Desmond's flashbacks took place in 1996. We finally got a peek into his military days, and I don't think we've seen the last of that story; we still don't know how he wound up in military prison. After receiving some cryptic instructions from Daniel Faraday, Desmond sought out the Island-past version of the quirky freighter physicist. Their encounter had a Marty McFly-Doc Brown meet-cute vibe to it. Faraday, we learned, is obsessed with time travel, and with Desmond's help, he was able to fine-tune his consciousness-transfer/time-travel device. One unfortunate side effect: death by brain aneurism. Oxford-era Faraday told Desmond that in order to keep sane amid this uncontrollable quantum leaping, he needed to tether himself emotionally to something that bridges the past and present — a constant. Desmond, natch, picked Penelope, giving the episode an unabashed romantic vibe that had my wife in tears. If I hadn't been experiencing a profound state of physical ickiness, I might have been squirting tears instead of coughing up phlegm.
Upon finishing that last sentence, I passed out for 30 minutes — kinda like the way Minkowski collapsed whenever he flashed. Poor Minkowski: He went the way of Faraday's lab rat, Eloise, and died from a killer nosebleed. And I was looking forward to the Fisher Stevens experiment, too.
The Black Rock ledger
Continuing Lost's renewed interest in everyone's favorite beached slave ship in season 4, Desmond sought out Penelope's father, Charles Widmore, in order to learn her whereabouts. He found Widmore at an auction house, bidding on the ledger to the Black Rock. Why was Widmore so interested in the ledger? I don't think it's a simple matter of treasure hunting. I think Widmore thinks the ledger includes info on the Island's location. He wants either to find it or to prevent others from doing so. Another theory: Buying the ledger was designed to create the appearance of being interested in searching for the Black Rock. I wonder if he was setting that salvage vessel up to find the (faux) wreckage of Oceanic 815. Yes, I am saying that Widmore is one of the main puppet-master villains of Lost; he has traded off of forbidden knowledge of the future to build his wealth.

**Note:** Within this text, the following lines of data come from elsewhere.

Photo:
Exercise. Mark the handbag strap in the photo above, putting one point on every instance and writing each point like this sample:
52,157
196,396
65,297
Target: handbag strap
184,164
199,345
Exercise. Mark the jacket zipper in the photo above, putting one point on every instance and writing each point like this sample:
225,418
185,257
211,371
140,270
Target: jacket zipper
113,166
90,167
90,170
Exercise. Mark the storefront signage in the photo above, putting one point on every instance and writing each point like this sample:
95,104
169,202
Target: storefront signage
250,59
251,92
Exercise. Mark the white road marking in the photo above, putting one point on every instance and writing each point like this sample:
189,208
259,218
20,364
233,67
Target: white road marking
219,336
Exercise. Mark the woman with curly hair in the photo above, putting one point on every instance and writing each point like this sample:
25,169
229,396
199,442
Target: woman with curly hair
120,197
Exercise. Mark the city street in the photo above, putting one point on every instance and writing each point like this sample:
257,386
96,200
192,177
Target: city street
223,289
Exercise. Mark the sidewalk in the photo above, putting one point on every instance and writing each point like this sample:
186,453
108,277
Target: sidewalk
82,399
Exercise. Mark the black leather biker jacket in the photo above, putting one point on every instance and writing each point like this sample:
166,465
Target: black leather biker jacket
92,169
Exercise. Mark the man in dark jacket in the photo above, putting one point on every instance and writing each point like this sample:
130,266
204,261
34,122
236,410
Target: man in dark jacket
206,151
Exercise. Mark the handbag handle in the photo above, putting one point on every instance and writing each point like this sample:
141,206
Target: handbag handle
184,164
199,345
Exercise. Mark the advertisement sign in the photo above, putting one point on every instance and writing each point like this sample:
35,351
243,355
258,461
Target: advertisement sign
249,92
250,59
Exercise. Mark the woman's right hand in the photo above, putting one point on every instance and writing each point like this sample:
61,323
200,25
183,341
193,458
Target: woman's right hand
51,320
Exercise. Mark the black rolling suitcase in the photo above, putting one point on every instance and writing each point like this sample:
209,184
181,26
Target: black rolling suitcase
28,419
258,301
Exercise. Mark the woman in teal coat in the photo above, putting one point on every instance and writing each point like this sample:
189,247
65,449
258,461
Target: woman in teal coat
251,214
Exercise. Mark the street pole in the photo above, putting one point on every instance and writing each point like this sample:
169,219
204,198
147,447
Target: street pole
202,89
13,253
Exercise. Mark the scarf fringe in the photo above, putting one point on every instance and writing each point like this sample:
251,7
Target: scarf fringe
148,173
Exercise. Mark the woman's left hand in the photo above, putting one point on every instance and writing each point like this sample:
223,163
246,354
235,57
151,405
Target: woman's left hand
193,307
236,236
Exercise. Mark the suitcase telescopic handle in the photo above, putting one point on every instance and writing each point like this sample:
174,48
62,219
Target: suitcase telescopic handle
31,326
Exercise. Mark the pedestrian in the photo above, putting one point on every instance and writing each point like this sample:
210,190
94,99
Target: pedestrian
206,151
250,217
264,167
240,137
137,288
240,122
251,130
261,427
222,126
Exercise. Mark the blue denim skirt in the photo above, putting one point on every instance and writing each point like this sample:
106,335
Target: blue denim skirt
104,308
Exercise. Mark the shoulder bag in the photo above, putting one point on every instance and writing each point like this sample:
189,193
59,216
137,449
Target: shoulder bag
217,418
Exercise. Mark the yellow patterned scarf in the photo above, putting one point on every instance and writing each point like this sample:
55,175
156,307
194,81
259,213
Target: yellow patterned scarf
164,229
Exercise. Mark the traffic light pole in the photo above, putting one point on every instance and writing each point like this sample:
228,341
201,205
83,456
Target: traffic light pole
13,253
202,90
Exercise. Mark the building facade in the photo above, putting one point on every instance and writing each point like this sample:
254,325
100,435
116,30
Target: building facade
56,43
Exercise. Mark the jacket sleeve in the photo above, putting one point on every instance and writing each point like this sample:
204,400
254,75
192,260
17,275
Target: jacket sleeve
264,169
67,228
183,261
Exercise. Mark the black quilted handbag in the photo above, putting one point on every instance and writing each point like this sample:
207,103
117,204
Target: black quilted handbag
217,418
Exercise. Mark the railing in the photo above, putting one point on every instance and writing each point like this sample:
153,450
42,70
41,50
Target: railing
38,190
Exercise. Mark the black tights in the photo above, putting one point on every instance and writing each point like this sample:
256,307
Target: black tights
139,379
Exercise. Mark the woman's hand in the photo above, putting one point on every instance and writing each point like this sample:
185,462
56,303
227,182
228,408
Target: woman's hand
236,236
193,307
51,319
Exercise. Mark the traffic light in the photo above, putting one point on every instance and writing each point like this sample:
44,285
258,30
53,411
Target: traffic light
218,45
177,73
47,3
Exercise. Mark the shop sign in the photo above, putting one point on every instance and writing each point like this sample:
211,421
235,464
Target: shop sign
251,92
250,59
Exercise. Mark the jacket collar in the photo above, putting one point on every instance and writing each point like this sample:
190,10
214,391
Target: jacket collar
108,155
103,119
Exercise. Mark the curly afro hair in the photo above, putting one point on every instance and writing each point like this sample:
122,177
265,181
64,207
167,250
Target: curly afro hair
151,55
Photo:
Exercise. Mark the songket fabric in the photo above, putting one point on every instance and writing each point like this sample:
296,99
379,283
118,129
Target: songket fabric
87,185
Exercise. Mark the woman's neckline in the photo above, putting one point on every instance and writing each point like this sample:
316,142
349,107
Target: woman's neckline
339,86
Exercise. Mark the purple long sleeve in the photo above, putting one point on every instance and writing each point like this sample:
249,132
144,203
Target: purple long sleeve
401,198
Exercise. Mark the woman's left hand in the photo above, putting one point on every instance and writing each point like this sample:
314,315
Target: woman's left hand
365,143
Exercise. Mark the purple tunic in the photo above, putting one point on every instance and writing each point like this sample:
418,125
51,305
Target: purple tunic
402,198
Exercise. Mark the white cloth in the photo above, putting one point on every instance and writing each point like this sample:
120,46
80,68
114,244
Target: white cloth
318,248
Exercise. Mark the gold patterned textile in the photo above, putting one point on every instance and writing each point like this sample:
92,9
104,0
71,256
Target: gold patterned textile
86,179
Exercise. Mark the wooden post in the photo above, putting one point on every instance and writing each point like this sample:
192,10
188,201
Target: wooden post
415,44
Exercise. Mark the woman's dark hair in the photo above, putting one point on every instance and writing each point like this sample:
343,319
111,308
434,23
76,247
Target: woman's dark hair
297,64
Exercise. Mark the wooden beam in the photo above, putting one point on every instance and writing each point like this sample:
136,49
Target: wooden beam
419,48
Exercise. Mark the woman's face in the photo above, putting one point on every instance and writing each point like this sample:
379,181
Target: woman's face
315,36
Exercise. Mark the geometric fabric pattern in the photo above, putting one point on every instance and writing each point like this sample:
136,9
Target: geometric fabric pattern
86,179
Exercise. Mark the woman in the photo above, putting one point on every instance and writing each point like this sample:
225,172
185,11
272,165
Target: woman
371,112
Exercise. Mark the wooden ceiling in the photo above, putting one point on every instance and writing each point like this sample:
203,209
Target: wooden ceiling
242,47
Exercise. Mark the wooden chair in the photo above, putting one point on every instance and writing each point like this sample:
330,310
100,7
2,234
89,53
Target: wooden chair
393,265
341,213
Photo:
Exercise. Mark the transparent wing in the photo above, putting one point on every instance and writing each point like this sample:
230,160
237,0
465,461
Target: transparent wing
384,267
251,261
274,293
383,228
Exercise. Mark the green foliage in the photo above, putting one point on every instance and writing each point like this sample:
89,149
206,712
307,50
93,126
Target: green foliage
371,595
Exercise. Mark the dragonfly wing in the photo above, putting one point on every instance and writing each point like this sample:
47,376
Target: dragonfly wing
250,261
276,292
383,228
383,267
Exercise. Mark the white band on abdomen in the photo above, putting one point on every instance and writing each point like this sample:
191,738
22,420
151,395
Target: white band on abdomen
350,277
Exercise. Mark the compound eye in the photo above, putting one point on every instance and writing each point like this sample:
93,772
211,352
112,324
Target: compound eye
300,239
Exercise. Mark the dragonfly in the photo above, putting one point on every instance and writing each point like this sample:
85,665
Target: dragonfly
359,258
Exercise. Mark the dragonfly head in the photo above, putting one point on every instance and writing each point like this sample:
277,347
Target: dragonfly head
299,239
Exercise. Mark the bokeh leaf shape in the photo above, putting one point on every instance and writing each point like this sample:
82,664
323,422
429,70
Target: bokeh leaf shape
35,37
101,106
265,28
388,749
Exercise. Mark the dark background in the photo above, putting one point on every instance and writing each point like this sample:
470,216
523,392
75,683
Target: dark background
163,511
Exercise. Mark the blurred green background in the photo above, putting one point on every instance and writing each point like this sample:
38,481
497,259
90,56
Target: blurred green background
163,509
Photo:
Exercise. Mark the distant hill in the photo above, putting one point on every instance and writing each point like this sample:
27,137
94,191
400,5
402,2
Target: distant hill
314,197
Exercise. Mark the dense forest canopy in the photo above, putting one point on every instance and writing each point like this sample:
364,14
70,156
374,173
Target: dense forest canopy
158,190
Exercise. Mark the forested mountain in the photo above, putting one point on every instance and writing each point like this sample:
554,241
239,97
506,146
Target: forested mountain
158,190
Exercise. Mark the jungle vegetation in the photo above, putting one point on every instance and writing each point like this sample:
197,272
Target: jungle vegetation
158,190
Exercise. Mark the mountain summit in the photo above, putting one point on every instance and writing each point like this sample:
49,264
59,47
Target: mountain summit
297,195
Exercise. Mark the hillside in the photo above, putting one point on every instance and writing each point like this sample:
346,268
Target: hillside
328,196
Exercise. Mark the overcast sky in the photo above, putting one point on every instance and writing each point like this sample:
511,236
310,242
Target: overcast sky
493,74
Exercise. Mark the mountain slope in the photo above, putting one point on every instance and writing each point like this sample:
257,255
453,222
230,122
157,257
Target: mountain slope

In other words, he's Biff from Back to the Future 2.
The show ended with an emotional climax as Desmond made good on his promise to Penny to call her on Christmas Eve, 2004. (I guess that means next week's installment will be the very special Christmas episode of Lost. Also, isn't there supposed to be a tsunami occurring in the Lostverse about this time?) Yet as I watched Des and Pen declare their love for each other, I couldn't help wondering if we're being set up for a tragic finale. Wouldn't it stink if, in the end, just as Des and Pen were about to reunite, he suddenly collapsed from a killer nosebleed?
Okay, that's all I got in me, so I'm off to bed. Some other burning questions: What's up with Faraday's own spotty memory of his Desmond encounter? And what do you think his note about making Desmond his own constant meant? Post away!